Man describes the first hockey game he attended in Winnipeg.
RES.1: I would like to ask you, do you remember the first time you went to a hockey game here?
S.Μ.: Yes, I do!
RES.1: How was it?
S.Μ.: I’ll tell you the… the first hockey game?
S.Μ.: Ah, in the very first hockey I don’t know, because I might have… I had gone a lot,
in many instances back then we didn’t have […], we had junior. We were going regularly, but the longest that
I’ve waited in the que to get a ticket for hockey… ah… how long do you think I waited… in the que?
RES.1: : Eh, one hour?
S.Μ.: Hm, hm! Add more!
RES.2: For the juniors? A couple of hours?
S.Μ.: You know how long I waited for? Nine hours!
RES.1: What! Nine hours!
S.Μ.: To watch a hockey game. The Russian team was coming here.
We had that they played with […] when we had the tournament, with the national… with the national team.
RES.2: With the national team and when was this?
S.Μ.: The tickets had been sold out, but they had
retained up to five hundred tickets for the public.
RES.2: Yes. When was this?
S.Μ.: It was in… seventy…
S.Μ.: I don’t remember which […] it was with the Russians, anyway. Don’t ask
me about days and dates, because… Nonetheless, it was a very important game, it was Russia-Canada.
S.Μ.: And the tickets had sold out… they had been sold out, but there remained five hundred tickets…
RES.2: For you. For the…
S.Μ.: For the public and they wouldn’t sell those until the day they’d open… in the morning when
they… Ourselves, when we closed the restaurant, I took two guys who worked and we went to wait outside the arena…
RES.2: To buy the tickets.
S.Μ.: Come morning, nine in
the morning to open the gates to buy the tickets.
RES.2: This is incred… incredible.
S.Μ.: When we went there, I thought there would be no one else. There were another three hundred people ahead of us.
RES.2: My gosh!
S.Μ.: But still is ok, because still there were five hundred tickets left. We have [...] the chance
to buy tickets now, right? So… But you are allowed only two tickets person.
RES.2: Per person.
S.Μ.: Per person. And there started a rain and it was raining and we were waiting,
but there were Canadians with guitars here, with these, we had fun. We waited nine-ten hours. When the
arena finally opened… when the arena opened the… the gates, the crowd was two kilometers away, they were
waiting to get tickets. There must have been over five thousand people.
S.Μ.: We got inside, but the Greek spirit eh!
S.Μ.: I tell the guys “When you get the ticket, you’ll go to the other
one as well… to the other gate and you’ll go to the other gate” and we got around fifteen of those.
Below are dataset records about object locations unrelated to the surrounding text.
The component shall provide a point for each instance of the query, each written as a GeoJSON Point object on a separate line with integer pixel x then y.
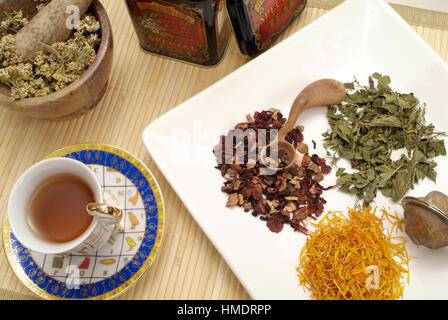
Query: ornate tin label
{"type": "Point", "coordinates": [270, 17]}
{"type": "Point", "coordinates": [172, 30]}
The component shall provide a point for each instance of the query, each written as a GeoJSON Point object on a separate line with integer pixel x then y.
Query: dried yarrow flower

RES.2: So, finally you got tickets.
S.Μ.: Oh, yes! Yes.
S.Μ.: And we gave them away. We didn’t sell them, but gave them away to friends, yes.
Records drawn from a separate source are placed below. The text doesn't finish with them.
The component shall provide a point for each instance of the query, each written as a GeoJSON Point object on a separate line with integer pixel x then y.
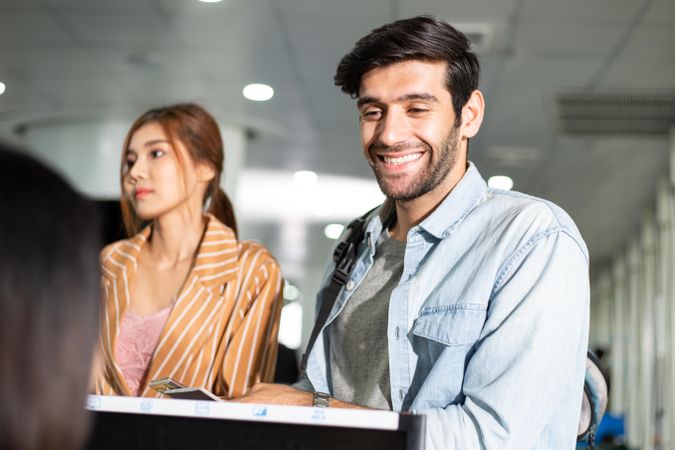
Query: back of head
{"type": "Point", "coordinates": [198, 131]}
{"type": "Point", "coordinates": [49, 278]}
{"type": "Point", "coordinates": [424, 38]}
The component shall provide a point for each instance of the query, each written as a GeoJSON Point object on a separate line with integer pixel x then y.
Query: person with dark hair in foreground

RES.2: Yes. And did you go?
S.Μ.: I went! Absolutely!
RES.2: And did they win?
S.Μ.: They won. But when the Russians were coming, even though as we said I’m a hundred
percent Canadian, but somehow when the Russians came, I supported the Russians in hockey, I don’t know why.
RES.2: Was it the orthodox…?
I think something… something connected us.
S.Μ.: Yes. That’s what it was.
RES.2: Were these juniors or professional?
S.Μ.: It was the army that was coming, the Red Army was coming at the time.
RES.2: Ok! So, they probably lost?
RES.2: : Did they win here?
S.Μ.: We won, I think. I don’t remember.
RES.1: Was there mayhem?
S.Μ.: Mayhem! Mayhem!
RES.1: Was everybody at the arena…?
S.Μ.: Yes, yes, yes.
RES.1: What did they wear?
S.Μ.: Everybody… eh…
S.Μ.: Yes, uniforms. Everybody was shouting. But now I don’t support the Russians. Now I support the Canadians.
S.Μ.: Because since my grandson plays hockey as well, I don’t consider it proper to support
the Russians and I now support the Canadians and in big games which take place I always used to go… but I remember
back then, in order to anger them and stuff, when the Russians did, I was shouting for the… when the Russians scored,
I was shouting for the Russians [Laughs].
RES.1: They’re looking towards here. Nice!